Bu satırları okuyunca karşımda dikilmiş, hesap soran bir yüz ifadesiyle bana bakan adama : „Tanımıyorum, bu bayan kimdir dedim?” Şu anda adını unuttuğum kişi Asiye Üçlerin babasının aslında Siverek’ li bir Zaza olduğunu, Polis memuru olarak Samsun’ da görevliyken bu kızının doğduğunu.. Asiye Üçler’ in 1990 yılında Malatya Üniversitesinde öğrenciyken Mayıs ayında 10 kişilik bir grupla birlikte dağa, gerillaya katılmak için gittiklerini, fakat ailesinin bu güne kadar kızları hakkında bir haber alamadıklarını söyledi ve ardından kız benim çok yakın akrabamdır, imkanın varsa bir araştır, sağ veya ölüyse bana haber ver dedi..
Elimdeki resmi zarfa koydum, ceketimin iç cebine yerleştırdim. Asiye’ nin akibetini araştırarak sonucu kendisine ileteceğimi söyledim…
Aradan kaç gün geçti bilemiyorum, eski gerilla komutanlarından bir kaçıyla bir araya geldik, cebimdeki resmi çıkarıp onlara gösterdim, tanımadılar, kızın adını söyleyip öyküsünü anlatınca, hep bir ağızdan „Haaa! Bu Deniz Kaytan’ ı seven Siverekli kızdır” dediler. Ve korkunç gerçeği en ince ayrıntılarına kadar bana izah ettiler:
„Deniz Kaytan 1990 yılının Mayıs ayının ortalarında Malatya üniversitesinden 9 kişilik bir öğrenci grubuyla Botan bölgesine gerillalara katılmak için gidiyor. Öğrenciler, pırıl pırıl, kararlı, yetenekli, genç ve atılgan, hayalleri büyük, düşleri tertemiz. Özgürlüklerin boğulduğu, düşüncelerin tutsak edildiği üniversiteyi terk ederek özgürlüğün kaleleri zannettikleri dağlara sığınmaya gidiyorlar. Kimi kendisini Deniz gezmiş, Kimisi kendisini Che Güvera, kimi kendisini Genaral Mustafa Berzani, kimide kendisini Leyla Kasım gibi hissediyordu…..
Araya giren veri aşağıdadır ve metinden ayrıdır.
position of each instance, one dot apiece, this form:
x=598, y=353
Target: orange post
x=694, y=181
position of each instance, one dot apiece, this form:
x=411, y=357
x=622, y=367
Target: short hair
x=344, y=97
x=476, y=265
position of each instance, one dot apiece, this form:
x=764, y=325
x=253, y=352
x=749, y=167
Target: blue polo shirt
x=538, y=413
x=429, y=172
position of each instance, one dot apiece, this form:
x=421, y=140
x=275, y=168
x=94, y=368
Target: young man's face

Önce Dicle kod adı kullanan Asiye’ nin Deniz’i sevdiği anlaşıldı, bütün sevdaların yasaklandığı dağlarda. Emir geldi, ikisi aniden tutuklanıp bir mağaraya kapatıldılar. Soruşturmada Asiye’ nin babasının polis olduğu anlaşıldı. Bunun üzerine Asiye ile birlikte Malatya üniversitesinden gelenlerin tümü grup olarak tutuklandı. Dayakla, işkenceyle polis ile ilişkili geldikleri tutuklananlara itiraf ettirildi. Kabul etmeyenlerin sırtına yanan naylon damlatıldı, daha inat olanlar çırılçıplak soyularak çarmıha gerildi, ateşte kızdırılmış şişlerle ayaklarının altı yakıldı ve istisnasız herkes “partiyi içten ele geçirmek amacıyla polis tarafından gönderildiğini” kabul etti. Ve bu cezalarına karşılık teker teker kurşuna dizilerek birer çukura gömüldü.
Bu olayda kurtulan tek kişinin adı Deniz Kaytan’dı.
Deniz sevdiğine ihanet etti. Ve Deniz Haydar Kaytan’ın kardeşi olduğu için öldürülmedi.
Arkadaşları gözleri önünde öldürülerek, boyun eğdirildi ve ömürboyu susan bir alet haline getirildi „
Bunları bilmeyen Fehmi çoktan dalmıştı, Avrupa’ da bir alet gibi Kürt halkına karşı kullanılan Deniz Kaytan çok sonraları Türk polisine teslim olunca, bildiği her şeyi onlara itiraf etmiş, ömrünün kalan kısmını türk ordusuna hizmet etmekle geçireceğini beyan ederek hayatını kurtarmıştı.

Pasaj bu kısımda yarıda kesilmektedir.